La sœur de Jouve était trop belle. Nous ne le supportions pas. Lorsqu’elle se rendait au bain de rivière, elle laissait sa bicyclette cadenassée devant l’entrée. Comme elle roulait toujours jupe flottante, et assurément sans jupon, il arrivait, les journées chaudes, que la selle de sa machine s’en trouvât tout humide. De semaines en semaines, il s’y traçait plus apparemment de pâles auréoles. Nous tournions, fascinés, autour de cette fleur de cuir bouilli, as de cœur perché dont nous envions les voyages. Il n’était pas rare que l’un de nous, n’y tenant plus, se détachât de notre groupe et sans forfanterie ni fausse honte, allât poser un instant son visage sur cette selle, confidente de quel mystère ?

3Le film de Truffaut réoriente le récit sur une trajectoire bien différente de la très courte nouvelle de Pons. Dans le premier plan suivant le générique, Bernadette pédale le long de l’aqueduc; elle dépasse alors un groupe de personnes plus âgées se promenant sur le pont accompagné d’un chien. Pédalant en direction de la caméra, celle-ci recule à mesure qu’elle avance. Bernadette traverse les arcs d’ombre projetés par l’arcade supérieure de la structure, comme si elle traversait les blocs de lumière et d’ombre des photogrammes d’une pellicule de film. Une coupe franche découvre une vue large de l’architecture semblable à celles le plus souvent immortalisées sur les gravures, les reproductions et les photographies touristiques avant que la caméra n’effectue un rapide mouvement panoramique à angle droit vers la gauche, balayant le paysage luxuriant de la Provence. L’objectif s’arrête sur les visages (en gros plan moyen) de deux garçons qui semblent contempler le spectacle auquel nous venons juste d’assister sur l’écran. La première phrase du récit en voix-off se fait entendre au moment où apparaissent de profil les deux visages adolescents, ceux-ci se ressemblant quasiment comme deux gouttes d’eau. « La sœur de Jouve était trop belle. »

4Tout à coup, le lecteur familier avec l’histoire se trouve confronté à un étrange mélange d’écriture et de cinéma. Une voix adulte (que le générique identifie comme étant celle de Michel François) raconte, au passé simple, ce qui va devenir le récit de l’intolérable exaspération animant les enfants avant l’âge de la puberté. La voix-off suggère que l’adulte et l’enfant ne font qu’un.
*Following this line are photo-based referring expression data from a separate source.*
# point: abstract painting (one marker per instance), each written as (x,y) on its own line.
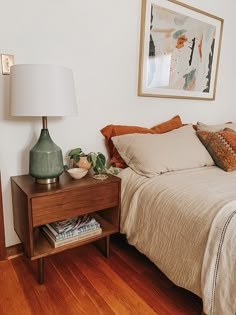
(179,51)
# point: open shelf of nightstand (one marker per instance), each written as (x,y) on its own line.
(43,248)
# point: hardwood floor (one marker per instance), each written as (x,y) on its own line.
(82,281)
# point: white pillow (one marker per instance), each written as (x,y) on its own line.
(151,154)
(214,128)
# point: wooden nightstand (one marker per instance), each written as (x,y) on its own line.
(36,204)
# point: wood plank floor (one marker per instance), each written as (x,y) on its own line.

Le premier parle depuis un espace temporel qui pourrait s’inscrire avant ou après l’espace-temps que nous dévoile la caméra, cette terre et l’aqueduc depuis lequel regardent les deux garçons. Dans cette perspective, il se peut que les enfants contemplent l’idée de l’adulte absent qu’ils ne sont pas encore devenus. Cependant, dès ses premières paroles, l’homme adulte nous renseigne, avec arrogance, sur l’identité de ces deux garçons. C’est comme si un adulte absent, voire potentiellement mort, et s’exprimant depuis un espace intemporel, d’outre tombe, pour ne pas dire quasi-immémorial comme celui de l’aqueduc Romain, cherchait à retrouver le regard et le comportement enfantins que nous voyons – mais que lui ne peut pas voir – sur leurs visages. Dans les images qui défilent devant nos yeux, le film transforme alors une quête proustienne à la recherche d’un temps perdu en une récupération, un temps retrouvé. Assez rapidement, nous apprenons que l’exaspération appartient au langage et à la force d’Eros. Les enfants ressentent à l’égard de cette belle jeune femme un désir d’une force largement supérieure à ce qu’ils ne pourront jamais atteindre par leurs paroles ou leurs actions. Une coupe franche laisse place à un nouveau travelling. La femme pédale en direction d’un véhicule en mouvement, invisible, sur lequel est montée la caméra. Baignée d’une lumière éclatante pendant qu’elle pédale le long d’une route bordée de buissons, elle s’élance vers un bosquet ombragé situé en contrebas de la route. La descente s’accompagne de la deuxième phrase de l’histoire, légèrement modifiée :

Elle roulait toujours jupe flottante et assurément sans jupon. Bernadette était pour nous la découverte prestigieuse de tant de rêves obscures et de nos imaginations cachées. [Le plan maintient Bernadette dans l’ombre lorsque la voix prononce le mot « cachées »]. Elle était notre éveil et ouvrait en nous les sources d’une sensualité lumineuse. (Ibid., p. 98).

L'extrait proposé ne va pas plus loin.